AI – CarVision

Task of AI

The task of the AI is the detection of the lane by processing an image as shown in the figure below.

The AI predicting the lane.

Architecture

There is one type of AI that performs best in object recognition on images, the convolutional neural network (CNN). Since we have an image as input and want an image as output, our network has an encoder with convolution and max-pooling layers and an decoder with deconvolution and upsampling layers. The figure below shows the architecture of the network. On the left side the encoder, and on the right side the decoder.

CNN architecture

Convolution

Since convolution is the main part of a CNN, lets take a look on how it works. The figure below shows the input image with size 16×8 on the left side. Applying the kernel size 3×3 (in the middle of the figure) on each pixel of the input image, the output with size 14×6 results (right side of the figure). In this context ‘applying’ means: Placing the kernel on the input image in the left upper corner, then multiplying each image pixel with the overlying kernel pixel, adding them up and storing them in the output image. Then move the kernel one pixel and repeat the process until the whole image is filtered.

Applying a left upper to right lower diagonal kernel on an image (left: input, middle: kernel, right: output).

Feature Maps

The figure below gives an insight into how the CNN works. Each block shows the feature maps (the output) of a layer.

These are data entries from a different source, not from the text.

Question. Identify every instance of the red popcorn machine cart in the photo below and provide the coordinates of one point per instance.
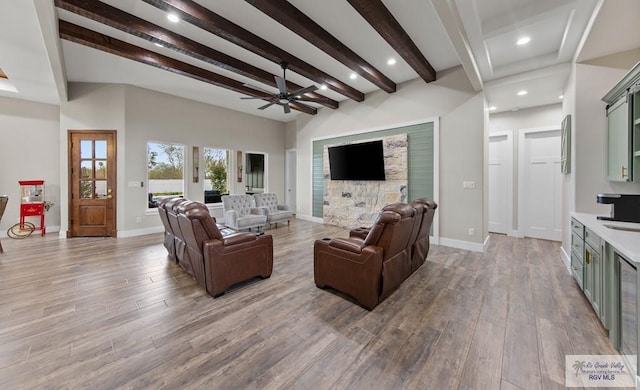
(32, 202)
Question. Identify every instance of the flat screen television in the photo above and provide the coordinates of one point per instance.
(361, 161)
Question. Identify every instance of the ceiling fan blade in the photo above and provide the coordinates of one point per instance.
(302, 91)
(257, 88)
(303, 107)
(282, 85)
(265, 106)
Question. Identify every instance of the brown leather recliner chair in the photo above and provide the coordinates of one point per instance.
(425, 209)
(172, 215)
(420, 248)
(169, 241)
(217, 262)
(368, 270)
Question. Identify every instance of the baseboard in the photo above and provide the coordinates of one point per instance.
(466, 245)
(50, 229)
(566, 259)
(309, 218)
(141, 232)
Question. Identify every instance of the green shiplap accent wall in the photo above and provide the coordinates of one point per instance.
(420, 165)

The input and output images have size 40×20 pixel. The reason for such a low resolution is to save computing power. By applying a convolution each pixel needs at least one arithmetic operation.

Fixed-Point Model

For later use in the FPGA the trained floating-point model of the CNN was converted to a 1.15 fixed-point model. For conversion a Matlab script was implemented, which reads in a H5-file, reorders the weights and biases for better indexing while processing, converts them to fixed-point and writes them to a binary file.